O advogado Disan Santana Pinheiro Junior, presidente da Comissão de Direito Condominial da OAB Diadema/SP, explica em entrevista ao RDtv que as alterações representam um avanço importante por oferecerem mais segurança jurídica a síndicos, administradoras e moradores. As principais propostas envolvem regras para locações por aplicativos, medidas contra moradores antissociais e aumento da multa para inadimplência.
Locação, comportamento e inadimplência
Uma das mudanças mais relevantes trata das locações por plataformas digitais, como Airbnb e Booking. O Código Civil, hoje omisso sobre esse tipo de uso, abre margem para decisões judiciais conflitantes. A proposta em debate estabelece que a locação atípica só será permitida com autorização expressa na convenção do condomínio ou após deliberação em assembleia. Caso contrário, ficará proibida.
“A rotatividade de pessoas é o maior problema. Isso afeta a segurança e exige mais controle nas entradas. A proposta busca equilibrar o direito de propriedade com o interesse coletivo”, afirma Santana.
Antes de adquirir um imóvel com intenção de alugá-lo por aplicativo, o comprador deve consultar a convenção condominial. “É fundamental saber se o prédio permite esse tipo de atividade. Assim se evita frustrações futuras e disputas jurídicas desnecessárias”, comenta.
Outra mudança importante trata da conduta dos chamados moradores antissociais — pessoas que desrespeitam regras, perturbam vizinhos ou colocam outros em risco. Atualmente, o Código permite a aplicação de multa de até dez vezes o valor da cota mensal. No entanto, o impacto costuma ser baixo e ineficaz. A nova proposta autoriza a assembleia, com quórum qualificado de dois terços, a deliberar pela exclusão do morador, com posterior homologação judicial. “Em casos extremos, como rojões lançados contra apartamentos vizinhos, o condomínio precisa reagir. Não se trata de retaliação, mas de proteção da coletividade”, explica o advogado.
A inadimplência, outro problema frequente, também deve sofrer impacto. A multa atual de 2% sobre cotas em atraso passará para 10%, conforme o novo texto. O objetivo é desestimular o não pagamento e preservar o caixa dos condomínios. “Muitos priorizam outras dívidas porque a penalidade condominial é muito baixa. Essa mudança traz mais seriedade à gestão financeira”, diz. O limite de inadimplência considerado aceitável varia entre 5% e 10%. Acima disso, a gestão precisa adotar medidas mais firmes, inclusive ações judiciais.

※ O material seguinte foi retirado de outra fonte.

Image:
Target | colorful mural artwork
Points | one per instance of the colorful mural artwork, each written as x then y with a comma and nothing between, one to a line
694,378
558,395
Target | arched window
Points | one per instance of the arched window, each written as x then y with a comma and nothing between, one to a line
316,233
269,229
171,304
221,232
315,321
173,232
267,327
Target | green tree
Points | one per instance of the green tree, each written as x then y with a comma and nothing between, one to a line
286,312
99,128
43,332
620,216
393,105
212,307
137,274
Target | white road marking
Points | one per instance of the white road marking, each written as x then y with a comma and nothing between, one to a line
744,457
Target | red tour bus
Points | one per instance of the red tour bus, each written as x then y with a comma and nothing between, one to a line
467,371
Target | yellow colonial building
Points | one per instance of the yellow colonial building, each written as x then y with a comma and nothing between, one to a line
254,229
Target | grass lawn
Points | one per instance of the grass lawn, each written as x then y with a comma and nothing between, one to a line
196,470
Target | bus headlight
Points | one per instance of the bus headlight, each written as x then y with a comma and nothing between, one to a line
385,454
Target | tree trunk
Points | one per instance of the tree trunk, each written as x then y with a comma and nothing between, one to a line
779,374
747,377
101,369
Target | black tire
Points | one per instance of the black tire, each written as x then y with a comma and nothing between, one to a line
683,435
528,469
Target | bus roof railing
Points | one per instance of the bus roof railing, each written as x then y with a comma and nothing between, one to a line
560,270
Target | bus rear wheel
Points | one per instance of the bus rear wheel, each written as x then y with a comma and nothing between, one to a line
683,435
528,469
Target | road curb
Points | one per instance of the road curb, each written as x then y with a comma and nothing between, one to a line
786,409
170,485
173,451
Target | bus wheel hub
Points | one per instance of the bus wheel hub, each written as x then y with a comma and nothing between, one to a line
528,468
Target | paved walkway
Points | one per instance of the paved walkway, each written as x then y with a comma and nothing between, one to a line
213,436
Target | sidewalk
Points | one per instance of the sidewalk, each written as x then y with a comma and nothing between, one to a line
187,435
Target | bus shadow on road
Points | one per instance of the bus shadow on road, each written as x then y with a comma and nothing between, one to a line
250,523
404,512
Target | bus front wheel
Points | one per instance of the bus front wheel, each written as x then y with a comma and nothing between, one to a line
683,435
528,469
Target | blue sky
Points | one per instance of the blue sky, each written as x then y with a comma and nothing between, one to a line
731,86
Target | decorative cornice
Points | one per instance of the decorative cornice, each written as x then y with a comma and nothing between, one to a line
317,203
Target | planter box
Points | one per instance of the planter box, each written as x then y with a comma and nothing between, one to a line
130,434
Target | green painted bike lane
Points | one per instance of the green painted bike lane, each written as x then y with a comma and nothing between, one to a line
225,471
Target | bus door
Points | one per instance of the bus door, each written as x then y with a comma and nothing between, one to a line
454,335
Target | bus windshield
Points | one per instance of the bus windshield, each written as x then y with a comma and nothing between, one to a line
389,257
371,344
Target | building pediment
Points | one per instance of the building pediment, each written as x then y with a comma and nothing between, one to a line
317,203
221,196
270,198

Síndico mais técnico, conselho mais presente
Além das mudanças legais, velhos conflitos continuam presentes. As vagas de garagem não comportam os veículos maiores, o latido constante dos cães incomoda, especialmente quem trabalha em casa, e nas férias, as crianças ocupam intensamente as áreas comuns, exigindo atenção extra da equipe de manutenção. A função do síndico passou por transformações.
Apesar de continuar como autoridade máxima da gestão condominial, passou a atuar sob acompanhamento mais rígido por parte dos conselheiros. A participação ativa desses membros aumentou. Hoje, cobram reuniões periódicas, relatórios e clareza na prestação de contas. “O síndico atual precisa dominar aspectos legais, administrativos e humanos. A gestão exige preparo constante. Não basta apenas boa vontade”, destaca o presidente da comissão da OAB.
A contratação de síndicos profissionais e administradoras requer análise criteriosa. Currículo, certidões negativas e referências devem ser avaliadas com atenção. Verificar a atuação em outros condomínios ajuda a evitar problemas futuros e assegura uma gestão qualificada. As assembleias continuam sendo um desafio. A participação costuma ser baixa, o que não impede a aprovação de pautas relevantes. Em prédios com 100 apartamentos, muitas decisões ocorrem com a presença de 10 a 15 moradores. Mesmo assim, as deliberações se aplicam a todos. “As pessoas reclamam dos aumentos e reformas, mas não aparecem para votar. Quem participa decide, quem não comparece, concorda por omissão”, diz Santana.